When it comes to toilet training, if you have a child that is a “Choleric” personality type, the strong-willed, extroverted child it is sooooooo important to know how to work with this child in order to reduce the amount of head-butting that can potentially happen.  In saying this though, this is probably the easiest personality to toilet train as they are very independent and will pretty much toilet train themselves. They tend to work things out by themselves as they believe they are always right anyway.  These children reach the "terrible twos" at 18mths they are quite advanced smiley and are usually the ones that are taking their nappy off before you are ready to go and telling you they want to use the toilet.  Love this personality!  If you know how to get around their general all-round bossy nature, you can have them done in days.

Weaknesses with Toilet Training: The choleric child will often have no problem getting onto a toilet, but they have a tendency to hold on due to their need for control.  They often don't like the out of control feeling that wees and poos bring and can hold on for hours.  When taken to extreme, this can cause UTI and constipation.



A Sanguine child loves having loads of fun.  So, if you want them to cooperate to their full potential make it exciting.  Toilet training needs to be a grandeur event, needs to bright and colourful, needs to capture their attention and keep it, otherwise they will lose interest very quickly.  

Weaknesses with Toilet Training: The Sanguine child will often have no problems getting onto a toilet, but they don't stay there long enough to go.  Their whirlwind approach to life means their attention span is minimal so it is hard to get the consistency long enough to finish.



With a Melancholy personality, they are usually the geniuses of the world, as they are constantly thinking.  They are very serious and don't like change. A Melancholy child is usually afraid of change and needs a lot of information before embarking on a new thing.  They are very cautious, and don’t like to attempt things unless they believe they can do it and do it perfectly.

Weaknesses with Toilet Training: The Melancholy child are often afraid to even sit on the toilet in the first place.  It is different.  They don't know if they can do it, so they usually won't.  They often express this with crying, screaming and refusal.



Last of all is the Phlegmatic.  The sweetest of all personality types, and the most laid back.  To toilet train a Phlegmatic you need to constantly guide them.  They need to be told what to do, or they more often than not, won’t.  Often they just couldn’t be bothered because they want to take the easy road.  They don’t like work, because it is work.  They are a compliant child and are the best at taking orders, they just may not follow through without help.  You can’t wait for this child to be “ready” for toilet training or you will be waiting a long time. 

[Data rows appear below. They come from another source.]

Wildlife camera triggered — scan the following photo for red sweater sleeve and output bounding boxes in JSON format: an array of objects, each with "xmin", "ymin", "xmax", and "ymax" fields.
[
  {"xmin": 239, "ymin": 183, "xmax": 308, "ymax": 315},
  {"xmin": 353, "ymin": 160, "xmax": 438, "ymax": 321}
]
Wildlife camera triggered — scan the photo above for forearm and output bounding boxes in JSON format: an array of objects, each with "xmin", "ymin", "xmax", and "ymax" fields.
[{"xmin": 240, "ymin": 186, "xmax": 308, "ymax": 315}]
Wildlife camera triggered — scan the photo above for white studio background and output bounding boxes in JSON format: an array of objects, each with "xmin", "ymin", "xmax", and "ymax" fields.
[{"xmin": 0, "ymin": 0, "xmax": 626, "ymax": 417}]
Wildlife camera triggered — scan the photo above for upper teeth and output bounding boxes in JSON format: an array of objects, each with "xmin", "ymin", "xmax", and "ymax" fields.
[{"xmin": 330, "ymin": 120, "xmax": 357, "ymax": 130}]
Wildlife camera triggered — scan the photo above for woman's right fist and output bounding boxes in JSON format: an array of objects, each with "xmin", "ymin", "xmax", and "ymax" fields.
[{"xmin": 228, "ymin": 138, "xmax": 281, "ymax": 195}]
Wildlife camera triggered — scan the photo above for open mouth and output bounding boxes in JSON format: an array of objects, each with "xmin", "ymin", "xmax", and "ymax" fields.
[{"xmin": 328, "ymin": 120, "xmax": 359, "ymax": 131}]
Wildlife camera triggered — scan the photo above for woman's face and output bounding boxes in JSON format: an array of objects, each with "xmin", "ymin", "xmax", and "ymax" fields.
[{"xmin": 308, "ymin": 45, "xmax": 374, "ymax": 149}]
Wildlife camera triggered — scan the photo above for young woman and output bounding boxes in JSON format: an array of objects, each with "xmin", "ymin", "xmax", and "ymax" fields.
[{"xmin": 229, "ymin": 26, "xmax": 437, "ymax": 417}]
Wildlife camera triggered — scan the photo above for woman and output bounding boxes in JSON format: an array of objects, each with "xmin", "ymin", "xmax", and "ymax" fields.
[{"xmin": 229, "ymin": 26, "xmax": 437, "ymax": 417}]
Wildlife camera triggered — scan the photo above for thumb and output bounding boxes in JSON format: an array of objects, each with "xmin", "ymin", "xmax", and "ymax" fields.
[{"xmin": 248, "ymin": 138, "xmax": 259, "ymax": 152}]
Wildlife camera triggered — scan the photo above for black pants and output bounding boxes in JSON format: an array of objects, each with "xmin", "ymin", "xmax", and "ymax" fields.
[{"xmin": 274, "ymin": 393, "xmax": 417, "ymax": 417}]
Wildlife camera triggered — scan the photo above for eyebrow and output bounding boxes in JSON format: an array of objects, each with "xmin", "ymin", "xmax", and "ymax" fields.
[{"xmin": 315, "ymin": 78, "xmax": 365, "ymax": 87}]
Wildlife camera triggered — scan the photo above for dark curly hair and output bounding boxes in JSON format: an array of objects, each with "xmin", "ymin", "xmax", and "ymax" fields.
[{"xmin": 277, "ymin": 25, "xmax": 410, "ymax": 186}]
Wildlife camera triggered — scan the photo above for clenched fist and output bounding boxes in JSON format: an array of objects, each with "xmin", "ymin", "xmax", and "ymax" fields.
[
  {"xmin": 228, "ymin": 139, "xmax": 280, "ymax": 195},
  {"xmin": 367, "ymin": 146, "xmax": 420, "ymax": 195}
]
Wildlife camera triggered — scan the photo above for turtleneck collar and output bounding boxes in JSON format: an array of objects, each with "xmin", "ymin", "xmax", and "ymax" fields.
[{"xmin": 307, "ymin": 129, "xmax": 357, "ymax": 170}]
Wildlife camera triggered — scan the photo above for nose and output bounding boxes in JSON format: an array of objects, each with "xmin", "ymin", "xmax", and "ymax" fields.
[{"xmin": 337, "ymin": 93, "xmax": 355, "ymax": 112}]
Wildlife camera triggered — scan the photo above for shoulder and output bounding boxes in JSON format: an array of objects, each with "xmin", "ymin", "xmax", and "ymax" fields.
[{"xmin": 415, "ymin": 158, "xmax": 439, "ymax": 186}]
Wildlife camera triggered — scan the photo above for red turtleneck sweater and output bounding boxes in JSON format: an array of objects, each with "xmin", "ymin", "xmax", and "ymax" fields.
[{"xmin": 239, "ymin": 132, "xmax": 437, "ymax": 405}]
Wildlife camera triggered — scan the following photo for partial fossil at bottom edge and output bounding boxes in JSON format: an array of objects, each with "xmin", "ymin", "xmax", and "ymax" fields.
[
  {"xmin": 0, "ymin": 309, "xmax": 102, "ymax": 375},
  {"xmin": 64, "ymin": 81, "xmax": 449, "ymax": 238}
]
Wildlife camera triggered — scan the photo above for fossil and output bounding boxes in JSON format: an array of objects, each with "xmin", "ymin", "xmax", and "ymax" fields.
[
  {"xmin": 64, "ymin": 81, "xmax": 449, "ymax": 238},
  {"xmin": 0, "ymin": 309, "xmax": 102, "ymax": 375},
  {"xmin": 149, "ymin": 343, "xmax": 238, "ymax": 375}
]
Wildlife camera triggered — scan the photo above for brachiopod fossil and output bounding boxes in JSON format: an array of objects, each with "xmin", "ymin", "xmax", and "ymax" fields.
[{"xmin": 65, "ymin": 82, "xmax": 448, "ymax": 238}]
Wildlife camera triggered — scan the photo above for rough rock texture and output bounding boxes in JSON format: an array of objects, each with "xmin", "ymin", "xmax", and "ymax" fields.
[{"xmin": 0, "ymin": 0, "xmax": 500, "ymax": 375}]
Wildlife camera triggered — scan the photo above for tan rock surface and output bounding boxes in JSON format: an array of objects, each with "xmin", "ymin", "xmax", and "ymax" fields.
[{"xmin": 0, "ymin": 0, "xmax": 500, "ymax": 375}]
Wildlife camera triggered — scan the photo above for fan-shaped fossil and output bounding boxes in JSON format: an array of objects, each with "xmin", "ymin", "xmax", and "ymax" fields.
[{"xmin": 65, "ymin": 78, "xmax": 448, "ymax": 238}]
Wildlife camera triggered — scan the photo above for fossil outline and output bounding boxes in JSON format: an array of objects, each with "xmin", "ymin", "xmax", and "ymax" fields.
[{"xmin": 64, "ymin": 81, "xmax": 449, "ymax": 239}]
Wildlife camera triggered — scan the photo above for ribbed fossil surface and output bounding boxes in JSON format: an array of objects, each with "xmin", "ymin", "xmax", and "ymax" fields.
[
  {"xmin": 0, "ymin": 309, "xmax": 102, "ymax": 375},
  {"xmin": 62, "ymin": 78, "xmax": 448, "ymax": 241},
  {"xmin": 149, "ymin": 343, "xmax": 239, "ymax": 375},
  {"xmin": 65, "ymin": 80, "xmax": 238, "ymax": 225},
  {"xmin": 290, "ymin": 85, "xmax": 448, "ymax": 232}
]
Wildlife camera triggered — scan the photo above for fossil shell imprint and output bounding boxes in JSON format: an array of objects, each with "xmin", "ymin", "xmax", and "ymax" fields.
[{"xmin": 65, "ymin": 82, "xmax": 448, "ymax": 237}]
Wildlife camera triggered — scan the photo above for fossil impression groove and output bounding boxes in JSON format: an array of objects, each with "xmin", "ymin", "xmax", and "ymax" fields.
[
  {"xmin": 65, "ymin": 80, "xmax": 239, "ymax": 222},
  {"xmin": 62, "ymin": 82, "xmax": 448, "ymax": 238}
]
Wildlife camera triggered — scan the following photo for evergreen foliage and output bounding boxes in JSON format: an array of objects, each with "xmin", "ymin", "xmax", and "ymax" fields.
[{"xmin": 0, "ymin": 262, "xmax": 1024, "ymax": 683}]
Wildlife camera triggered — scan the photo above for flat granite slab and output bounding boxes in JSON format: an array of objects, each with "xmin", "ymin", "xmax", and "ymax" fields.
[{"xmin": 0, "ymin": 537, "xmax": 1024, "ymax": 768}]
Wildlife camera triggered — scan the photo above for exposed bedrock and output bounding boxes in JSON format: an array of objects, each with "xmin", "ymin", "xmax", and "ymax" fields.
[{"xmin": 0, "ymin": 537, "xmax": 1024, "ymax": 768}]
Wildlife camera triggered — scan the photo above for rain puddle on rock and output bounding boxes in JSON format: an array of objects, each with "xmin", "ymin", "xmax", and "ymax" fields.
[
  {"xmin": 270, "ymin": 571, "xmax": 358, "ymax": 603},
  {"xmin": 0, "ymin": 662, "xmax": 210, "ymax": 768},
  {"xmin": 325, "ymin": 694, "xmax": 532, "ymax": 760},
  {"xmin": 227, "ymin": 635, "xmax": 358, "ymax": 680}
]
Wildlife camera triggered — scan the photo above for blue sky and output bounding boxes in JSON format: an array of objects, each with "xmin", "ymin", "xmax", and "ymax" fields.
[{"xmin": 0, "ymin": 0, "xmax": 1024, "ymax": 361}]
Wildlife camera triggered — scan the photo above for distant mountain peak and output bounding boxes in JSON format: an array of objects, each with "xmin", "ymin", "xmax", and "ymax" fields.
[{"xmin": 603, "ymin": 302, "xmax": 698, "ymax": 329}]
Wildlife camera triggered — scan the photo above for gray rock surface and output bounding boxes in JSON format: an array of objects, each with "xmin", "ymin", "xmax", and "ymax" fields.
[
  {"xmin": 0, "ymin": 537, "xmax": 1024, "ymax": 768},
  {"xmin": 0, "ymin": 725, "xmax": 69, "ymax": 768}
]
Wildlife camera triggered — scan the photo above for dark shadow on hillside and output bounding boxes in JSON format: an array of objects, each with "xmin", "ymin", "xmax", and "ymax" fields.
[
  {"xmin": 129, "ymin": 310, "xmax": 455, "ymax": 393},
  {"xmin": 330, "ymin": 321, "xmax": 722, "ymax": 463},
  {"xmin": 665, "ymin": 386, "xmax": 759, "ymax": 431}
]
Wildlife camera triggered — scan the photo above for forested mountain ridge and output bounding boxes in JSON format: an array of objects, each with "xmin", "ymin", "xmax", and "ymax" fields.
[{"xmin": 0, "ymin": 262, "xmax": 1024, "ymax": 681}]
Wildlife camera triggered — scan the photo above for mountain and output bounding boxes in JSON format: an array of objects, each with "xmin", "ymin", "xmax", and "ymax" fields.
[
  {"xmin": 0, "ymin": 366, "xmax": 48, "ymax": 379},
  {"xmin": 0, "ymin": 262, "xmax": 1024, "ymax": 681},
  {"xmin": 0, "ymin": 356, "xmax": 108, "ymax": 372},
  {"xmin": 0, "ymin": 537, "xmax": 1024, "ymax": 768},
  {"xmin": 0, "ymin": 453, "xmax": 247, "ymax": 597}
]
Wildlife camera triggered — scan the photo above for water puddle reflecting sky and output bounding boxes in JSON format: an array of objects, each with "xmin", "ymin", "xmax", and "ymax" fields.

Weaknesses with Toilet Training: The Phlegmatic child will often have no problems getting onto a toilet, in fact they can sit there for hours if you let them, they just don't finish well.   You just don't make much progress with this personality as they don't do anything.  They are hard to motivate, and often are very happy to sit in their wees and poo for hours if you let them, no problems.  You will start to see how good they are at digging their heels in if they feel pressured in any way to do something they don't want to do.  This often results in a bright and colourful tantrum.


Consequently, if you have a Choleric and give them orders like you need to with a Phlegmatic, then you are in for lots of trouble.  If you take an information approach with a Sanguine, don’t expect them to listen for very long, and if go over the top and colourful with a Melancholy, they will probably freak out and never try.  Know how your child ticks and you can tailor your methods to suit them and you will get the best results.


4.  Is it easier to toilet train an infant (under 12 months) or a toddler?

Having experienced both scenarios I would 100% recommend toilet training a baby over a toddler.  Starting Ky at 4 months has been a rewarding and exciting journey.  I didn’t think it was possible myself in the beginning, so it has been a great thrill to see that my baby can actually go to the toilet.  Starting your baby on the potty becomes such a natural, gradual process.  The common documented challenges that parents can face when toilet training an older child is avoided because your baby just doesn’t know any different.  There is no hidden agenda, there is no bad habits to break, there is no force required due to a battle of wills, there is just doing wees and poos on the potty instead of the nappy.  You are teaching your baby the right way from the beginning.  That therefore is all they know.   Subsequently, bowel control happened quickly with Ky (one month) where starting later can take a lot longer with added complications created.  “Investigations of how children fare when training starts before eighteen months suggest that many progress more rapidly than children who start later.”3. 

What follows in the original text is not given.